Stworzone przez Abakanowicz na początku lat 60. ubiegłego wieku miękkie formy rzeźbiarskie zostały wyróżnione złotym medalem na Biennale w São Paulo, który otworzyły artystyce drzwi do międzynarodowej kariery. Tkaniny wykonane z barwionego, sizalowego włókna, nazwane od jej nazwiska „abakanami”, posłużyły do konstruowania monumentalnych kompozycji przestrzennych.
„Kobieta w welonie” to płaskorzeźba kobiecego popiersia wykonana w 1996 roku. Już od pierwszego spojrzenia budzi wrażenie niepokoju. Widok pozbawionej niewinnej frywolności i urokliwości niewiasty mocno kontrastuje z oczekiwaniem dotyczącym wyglądu panny młodej. Nie emanuje poczuciem ekscytacji z nadchodzącej chwili, wręcz przeciwnie, jej twarz nie zdradza żadnych emocji. Można odnieść wrażenie, że jest sparaliżowana niewiadomym widmem przyszłości, jakie ją wkrótce czeka.
„Epoksydowy zwierz” z 1999 roku to z kolei wykonana z materii jutowej głowa zwierzęcia, przymocowana niczym myśliwskie trofeum do drewnianej ramy. Majestatyczny obraz rogów przywołuje na myśl ogromną siłę prezentującego je niegdyś zwierza. Siły, która okazała się także jego przekleństwem i źródłem unicestwienia. To wspomnienie pierwotnej wolności i archaicznego żywiołu utraconych na rzecz stania się domowym eksponatem z imitacji kości. Motyw głowy należy do najczęściej wykorzystywanych przez Magdalenę Abakanowicz elementów.

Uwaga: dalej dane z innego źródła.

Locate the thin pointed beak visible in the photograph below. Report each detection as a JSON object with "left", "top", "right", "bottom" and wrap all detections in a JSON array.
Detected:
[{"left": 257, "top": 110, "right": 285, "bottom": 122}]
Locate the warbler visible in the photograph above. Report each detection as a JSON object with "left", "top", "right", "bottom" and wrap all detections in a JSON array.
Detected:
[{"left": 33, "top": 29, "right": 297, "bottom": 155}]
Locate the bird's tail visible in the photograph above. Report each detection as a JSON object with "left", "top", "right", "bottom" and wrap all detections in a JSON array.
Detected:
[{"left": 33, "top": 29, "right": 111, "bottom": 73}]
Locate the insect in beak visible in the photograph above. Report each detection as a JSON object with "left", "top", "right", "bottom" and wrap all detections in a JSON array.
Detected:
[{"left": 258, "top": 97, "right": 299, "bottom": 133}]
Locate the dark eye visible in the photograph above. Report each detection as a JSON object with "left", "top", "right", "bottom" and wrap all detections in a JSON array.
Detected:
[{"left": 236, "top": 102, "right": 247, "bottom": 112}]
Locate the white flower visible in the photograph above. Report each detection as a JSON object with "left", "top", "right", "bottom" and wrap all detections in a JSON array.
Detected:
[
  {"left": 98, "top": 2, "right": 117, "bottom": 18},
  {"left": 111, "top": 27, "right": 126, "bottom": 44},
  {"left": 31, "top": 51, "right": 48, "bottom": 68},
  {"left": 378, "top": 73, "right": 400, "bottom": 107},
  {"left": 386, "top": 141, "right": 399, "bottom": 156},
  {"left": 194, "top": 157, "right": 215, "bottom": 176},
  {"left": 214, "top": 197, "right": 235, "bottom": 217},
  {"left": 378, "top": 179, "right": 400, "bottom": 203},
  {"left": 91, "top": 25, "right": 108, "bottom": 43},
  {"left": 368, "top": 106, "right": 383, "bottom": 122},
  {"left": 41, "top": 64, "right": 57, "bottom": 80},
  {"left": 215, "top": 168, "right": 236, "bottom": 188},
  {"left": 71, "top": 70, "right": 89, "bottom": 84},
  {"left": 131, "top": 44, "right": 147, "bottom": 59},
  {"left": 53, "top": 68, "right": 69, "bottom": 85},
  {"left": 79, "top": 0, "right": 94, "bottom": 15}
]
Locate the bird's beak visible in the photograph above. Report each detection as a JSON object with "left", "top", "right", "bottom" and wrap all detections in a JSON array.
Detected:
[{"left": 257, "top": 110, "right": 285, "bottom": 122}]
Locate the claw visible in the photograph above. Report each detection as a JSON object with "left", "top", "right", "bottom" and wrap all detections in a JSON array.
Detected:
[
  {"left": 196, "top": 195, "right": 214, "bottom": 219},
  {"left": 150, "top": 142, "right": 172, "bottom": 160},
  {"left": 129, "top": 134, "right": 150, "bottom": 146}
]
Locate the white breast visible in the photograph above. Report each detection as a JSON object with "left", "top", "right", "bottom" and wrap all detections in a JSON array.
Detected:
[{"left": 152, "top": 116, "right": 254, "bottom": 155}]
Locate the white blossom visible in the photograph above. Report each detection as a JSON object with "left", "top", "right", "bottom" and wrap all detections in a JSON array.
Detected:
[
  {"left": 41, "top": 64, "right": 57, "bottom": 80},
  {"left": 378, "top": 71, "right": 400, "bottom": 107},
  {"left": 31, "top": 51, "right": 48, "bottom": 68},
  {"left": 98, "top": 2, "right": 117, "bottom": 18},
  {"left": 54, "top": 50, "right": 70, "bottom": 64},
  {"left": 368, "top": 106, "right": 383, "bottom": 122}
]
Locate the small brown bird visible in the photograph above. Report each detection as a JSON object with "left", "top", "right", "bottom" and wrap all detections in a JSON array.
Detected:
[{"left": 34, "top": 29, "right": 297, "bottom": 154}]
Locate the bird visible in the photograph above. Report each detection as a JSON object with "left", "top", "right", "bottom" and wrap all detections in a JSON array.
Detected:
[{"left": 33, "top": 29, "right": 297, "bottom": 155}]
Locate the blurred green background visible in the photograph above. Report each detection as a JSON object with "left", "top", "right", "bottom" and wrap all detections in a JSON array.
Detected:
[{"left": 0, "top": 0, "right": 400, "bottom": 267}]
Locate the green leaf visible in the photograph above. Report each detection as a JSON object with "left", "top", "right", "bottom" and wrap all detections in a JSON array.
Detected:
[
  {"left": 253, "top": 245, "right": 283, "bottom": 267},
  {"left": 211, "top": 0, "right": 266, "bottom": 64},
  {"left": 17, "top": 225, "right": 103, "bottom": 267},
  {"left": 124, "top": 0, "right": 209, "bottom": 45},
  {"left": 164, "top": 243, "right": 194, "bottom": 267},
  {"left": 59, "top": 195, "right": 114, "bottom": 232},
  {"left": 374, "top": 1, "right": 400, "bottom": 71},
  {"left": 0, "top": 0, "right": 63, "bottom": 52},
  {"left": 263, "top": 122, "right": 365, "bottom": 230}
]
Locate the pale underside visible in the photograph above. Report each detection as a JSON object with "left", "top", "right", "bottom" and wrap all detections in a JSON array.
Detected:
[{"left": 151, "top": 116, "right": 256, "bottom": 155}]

Rzeźba „Dziewczynka dla Sarzyny” z 2005 roku i figurka dziecka „ANA” z 2007 roku prezentują postacie, którym daleko do beztroskiego wizerunku dzieci. Żadne fizyczne cechy nie pozwalają rozpoznać w dziewczynce nadchodzącej przemiany w kobietę. Twarz o niepokojąco dorosłym wyrazie umieszczono na dziecięcej jeszcze sylwetce.

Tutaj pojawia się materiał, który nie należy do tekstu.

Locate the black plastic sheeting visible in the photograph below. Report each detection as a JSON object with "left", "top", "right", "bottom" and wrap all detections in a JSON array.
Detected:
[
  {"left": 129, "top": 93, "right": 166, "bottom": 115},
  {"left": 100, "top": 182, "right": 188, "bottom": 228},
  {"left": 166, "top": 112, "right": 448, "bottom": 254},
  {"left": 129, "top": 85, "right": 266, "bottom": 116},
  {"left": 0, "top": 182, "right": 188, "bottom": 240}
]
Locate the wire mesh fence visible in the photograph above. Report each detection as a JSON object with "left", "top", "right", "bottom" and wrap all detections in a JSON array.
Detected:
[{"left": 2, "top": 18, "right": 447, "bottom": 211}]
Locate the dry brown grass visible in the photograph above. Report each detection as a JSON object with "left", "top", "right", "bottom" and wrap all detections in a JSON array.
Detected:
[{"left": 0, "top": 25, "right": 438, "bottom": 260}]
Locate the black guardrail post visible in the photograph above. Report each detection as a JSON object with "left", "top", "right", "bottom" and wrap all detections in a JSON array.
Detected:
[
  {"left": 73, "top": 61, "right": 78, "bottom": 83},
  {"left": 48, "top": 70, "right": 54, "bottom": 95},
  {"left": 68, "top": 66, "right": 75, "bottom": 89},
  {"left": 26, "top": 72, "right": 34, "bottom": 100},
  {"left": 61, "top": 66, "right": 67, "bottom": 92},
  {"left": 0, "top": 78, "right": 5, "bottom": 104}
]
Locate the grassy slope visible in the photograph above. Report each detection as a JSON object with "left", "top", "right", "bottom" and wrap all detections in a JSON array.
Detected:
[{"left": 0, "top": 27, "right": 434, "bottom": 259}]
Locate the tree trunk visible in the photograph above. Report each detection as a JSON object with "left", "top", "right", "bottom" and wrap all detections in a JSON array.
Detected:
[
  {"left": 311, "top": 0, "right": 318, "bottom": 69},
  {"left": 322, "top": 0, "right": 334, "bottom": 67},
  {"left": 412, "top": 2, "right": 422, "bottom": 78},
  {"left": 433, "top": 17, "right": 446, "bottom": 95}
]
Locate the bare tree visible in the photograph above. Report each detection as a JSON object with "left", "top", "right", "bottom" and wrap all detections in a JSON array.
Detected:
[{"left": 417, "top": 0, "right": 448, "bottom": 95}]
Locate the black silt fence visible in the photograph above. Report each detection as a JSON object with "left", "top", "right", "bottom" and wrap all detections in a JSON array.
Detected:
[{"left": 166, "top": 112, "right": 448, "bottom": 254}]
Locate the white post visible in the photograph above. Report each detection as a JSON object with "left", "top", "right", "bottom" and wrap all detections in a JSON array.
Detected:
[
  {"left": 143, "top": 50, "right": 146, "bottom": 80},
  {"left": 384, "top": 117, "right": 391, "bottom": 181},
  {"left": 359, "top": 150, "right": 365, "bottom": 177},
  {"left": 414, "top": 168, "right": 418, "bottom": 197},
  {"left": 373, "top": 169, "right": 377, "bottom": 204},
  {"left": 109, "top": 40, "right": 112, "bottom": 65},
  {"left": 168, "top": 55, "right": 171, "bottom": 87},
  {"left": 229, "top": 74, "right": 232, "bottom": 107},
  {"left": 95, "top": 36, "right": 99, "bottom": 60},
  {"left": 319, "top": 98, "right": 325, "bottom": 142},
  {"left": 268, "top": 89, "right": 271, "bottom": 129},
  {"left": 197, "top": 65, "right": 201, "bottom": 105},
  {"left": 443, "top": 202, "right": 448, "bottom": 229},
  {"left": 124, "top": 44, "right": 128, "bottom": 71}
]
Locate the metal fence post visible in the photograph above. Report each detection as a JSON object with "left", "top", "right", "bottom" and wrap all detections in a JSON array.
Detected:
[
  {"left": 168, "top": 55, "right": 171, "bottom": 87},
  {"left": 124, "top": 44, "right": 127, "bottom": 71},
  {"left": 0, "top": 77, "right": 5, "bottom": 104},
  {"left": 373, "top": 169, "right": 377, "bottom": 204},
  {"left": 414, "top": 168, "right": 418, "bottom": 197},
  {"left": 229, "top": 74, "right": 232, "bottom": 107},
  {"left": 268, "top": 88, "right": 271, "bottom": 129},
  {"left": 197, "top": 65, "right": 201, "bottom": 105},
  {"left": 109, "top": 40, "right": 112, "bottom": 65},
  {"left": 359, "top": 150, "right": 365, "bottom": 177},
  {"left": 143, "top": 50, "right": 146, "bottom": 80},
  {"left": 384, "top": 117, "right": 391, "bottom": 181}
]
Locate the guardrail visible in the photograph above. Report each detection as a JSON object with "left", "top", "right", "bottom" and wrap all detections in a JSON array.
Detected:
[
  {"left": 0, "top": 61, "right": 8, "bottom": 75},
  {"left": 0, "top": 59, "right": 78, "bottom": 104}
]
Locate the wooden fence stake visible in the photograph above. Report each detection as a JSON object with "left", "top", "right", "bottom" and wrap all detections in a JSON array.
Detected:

Z kolei chłopiec ze schowanymi z tyłu rękoma przybraną pozą przypomina bardziej sylwetkę więziennego nadzorcy albo pogrążonego w swoich myślach filozofa niż szczęśliwego nastolatka. W obu przypadkach mamy do czynienia z dziećmi, których niewinna forma została zbyt szybko naznaczona piętnem dorosłości.
Kolejna rzeźba „Figura ptaka” z 2009 roku o dynamicznej stylizacji została umieszczona na metalowym statywie. Nietypowa faktura rzeźby – imitująca nagość sprawiła, że odnosimy wrażenie, że ptak nie pochodzi z naszego wymiaru. To mitologiczne zwierzę osadzone we własnej czasoprzestrzeni. Szeroko rozpostarte niesymetryczne skrzydła uchwycono w momencie lotu ptaka. Lotu w nieznanym jemu i odbiorcom kierunku ku niezbadanej przestrzeni uczuć, emocji i doświadczeń.
Ostatnią przekazaną Grupie Ciech pracą przez Magdalenę Abakanowicz jest rysunek z cyklu „Kwiaty” z 1998 roku. Artystka wykonała go techniką węgla i oleju. To abstrakcyjna kompozycja, która nie nosi znamion pełnego życia i barwnego pejzażu natury. Kwiaty utraciły swój koloryt na rzecz szarości i coraz mocniej wyłaniającej się czerni. W czasie, kiedy one obumierają mamy niepowtarzalną okazję dostrzeżenia mikroskopijnych włókien organicznych, z których się składają. Obraz stanowi jedną z najgłębszych analiz biologicznego rytmu w dorobku Magdaleny Abakanowicz.
Dzieła artystki z kolekcji Ciech można oglądać w Galerii R_Z (ul. 3 Maja 16) do 27 lipca. Wstęp bezpłatny.